Aims: This study aims to examine predictors of cardiovascular mortality and morbidity in patients with chronic kidney disease (CKD). Individuals with the triad of diabetes, CKD, and anemia represent a significant proportion of patients with cardiovascular disease and are at particularly high risk for adverse outcomes.
Methods and results: Using Cox proportional hazards models, we identified independent predictors of the composite of cardiovascular death, myocardial infarction, stroke, hospitalization for myocardial ischemia, or heart failure (HF) in 3,847 patients in the TREAT, 961 (25%) of whom experienced this outcome. The predictors (ranked by χ(2) value) were prior HF (hazard ratio [HR] 1.74, 95% CI 1.51-2.01), age (HR 1.03, 95% CI 1.02-1.04 per year), log urine protein/creatinine ratio (HR 1.19, 95% CI 1.13-1.26 per log unit ), C-reactive protein ≥6.6 mg/L (HR 1.44, 95% CI 1.23-1.69, compared with C-reactive protein ≤3.0 mg/L), and abnormal electrocardiogram (HR 1.42, 95% CI 1.21-1.66 ), all P < .0001. Addition of cardiac-derived biomarkers (subset of first 1,000 patients enrolled) significantly enhanced risk estimation, with N-terminal pro B-type natriuretic peptide becoming the highest ranked predictor of outcome (HR 1.30, 95% CI 1.15-1.46 per log unit, P < .001) and troponin T providing additional predictive information. These biomarkers improved risk classification in 17.8% (9.4%-26.2%) of patients.
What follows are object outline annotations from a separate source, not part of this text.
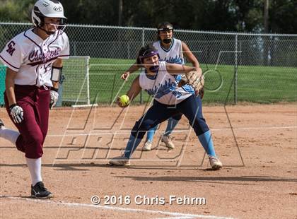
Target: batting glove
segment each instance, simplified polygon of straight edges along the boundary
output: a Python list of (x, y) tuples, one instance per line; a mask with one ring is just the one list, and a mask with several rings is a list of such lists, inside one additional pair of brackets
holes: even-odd
[(50, 109), (52, 109), (58, 101), (59, 93), (57, 91), (58, 89), (57, 88), (52, 88), (50, 90)]
[(21, 123), (24, 120), (24, 111), (22, 107), (18, 106), (16, 104), (13, 104), (9, 107), (9, 114), (14, 123)]

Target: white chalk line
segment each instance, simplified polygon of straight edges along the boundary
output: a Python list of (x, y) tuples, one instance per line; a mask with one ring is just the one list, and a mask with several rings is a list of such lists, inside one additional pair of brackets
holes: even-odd
[[(261, 130), (261, 129), (297, 129), (297, 126), (269, 126), (269, 127), (243, 127), (243, 128), (233, 128), (233, 130)], [(224, 128), (224, 129), (211, 129), (211, 131), (226, 131), (231, 130), (231, 128)], [(84, 130), (67, 130), (66, 132), (71, 132), (71, 131), (81, 131), (83, 132)], [(101, 135), (118, 135), (118, 134), (129, 134), (131, 131), (116, 131), (114, 132), (105, 132), (102, 133), (93, 133), (94, 131), (98, 131), (98, 130), (93, 130), (91, 131), (90, 133), (73, 133), (73, 134), (49, 134), (47, 137), (63, 137), (63, 136), (101, 136)], [(174, 130), (173, 133), (180, 133), (180, 132), (186, 132), (189, 131), (189, 129), (185, 130)]]
[[(121, 208), (121, 207), (115, 207), (115, 206), (106, 206), (100, 205), (93, 205), (88, 203), (69, 203), (64, 201), (54, 201), (51, 200), (40, 200), (40, 199), (33, 199), (28, 198), (21, 198), (21, 197), (14, 197), (8, 196), (0, 195), (1, 198), (6, 198), (10, 199), (15, 200), (21, 200), (21, 201), (28, 201), (30, 202), (36, 203), (46, 203), (54, 204), (57, 206), (66, 206), (71, 207), (85, 207), (85, 208), (103, 208), (106, 210), (114, 210), (114, 211), (122, 211), (127, 212), (136, 212), (136, 213), (155, 213), (155, 214), (163, 214), (163, 215), (169, 215), (173, 216), (178, 217), (178, 218), (213, 218), (213, 219), (232, 219), (233, 218), (226, 218), (226, 217), (220, 217), (215, 215), (194, 215), (194, 214), (188, 214), (188, 213), (181, 213), (177, 212), (170, 212), (170, 211), (153, 211), (153, 210), (147, 210), (147, 209), (136, 209), (136, 208)], [(180, 218), (180, 217), (182, 218)]]

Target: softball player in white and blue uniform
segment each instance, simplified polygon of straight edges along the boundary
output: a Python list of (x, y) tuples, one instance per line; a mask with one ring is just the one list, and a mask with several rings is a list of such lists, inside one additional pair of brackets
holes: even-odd
[[(145, 133), (170, 117), (182, 114), (189, 120), (199, 141), (209, 155), (214, 170), (221, 168), (222, 164), (214, 150), (211, 132), (202, 115), (200, 97), (196, 96), (192, 88), (178, 87), (179, 73), (191, 71), (193, 68), (180, 64), (159, 61), (158, 51), (151, 45), (142, 47), (139, 59), (145, 70), (134, 79), (127, 95), (132, 100), (141, 90), (153, 97), (153, 105), (134, 126), (122, 156), (110, 161), (111, 165), (128, 165), (129, 158), (139, 146)], [(202, 75), (201, 69), (197, 71)]]
[[(198, 60), (187, 45), (184, 42), (173, 37), (173, 26), (168, 22), (162, 22), (158, 25), (158, 40), (153, 43), (153, 46), (159, 54), (160, 61), (165, 61), (171, 64), (185, 64), (185, 58), (186, 58), (194, 67), (199, 68)], [(122, 78), (127, 79), (130, 73), (138, 70), (138, 64), (132, 65), (122, 76)], [(182, 115), (182, 114), (177, 114), (168, 119), (166, 129), (161, 136), (161, 141), (170, 149), (173, 149), (175, 147), (171, 140), (170, 134), (177, 125)], [(142, 150), (151, 150), (153, 136), (158, 126), (153, 127), (148, 131), (146, 143), (142, 148)]]

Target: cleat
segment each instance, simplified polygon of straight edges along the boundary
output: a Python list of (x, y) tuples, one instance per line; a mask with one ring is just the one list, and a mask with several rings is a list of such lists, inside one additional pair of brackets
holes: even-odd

Conclusion: In patients with diabetes, CKD, and anemia, cardiovascular risk is most strongly predicted by age, history of HF, C-reactive protein, urinary protein/creatinine ratio, abnormal electrocardiogram, and 2 specific cardiac biomarkers, serum N-terminal pro B-type natriuretic peptide and troponin T, which are elevated in many. These findings suggest ways to improve cardiovascular risk stratification of patients with predialysis CKD, support the concept of cardiorenal syndrome, and may help target therapy.
Trial registration: ClinicalTrials.gov NCT00093015.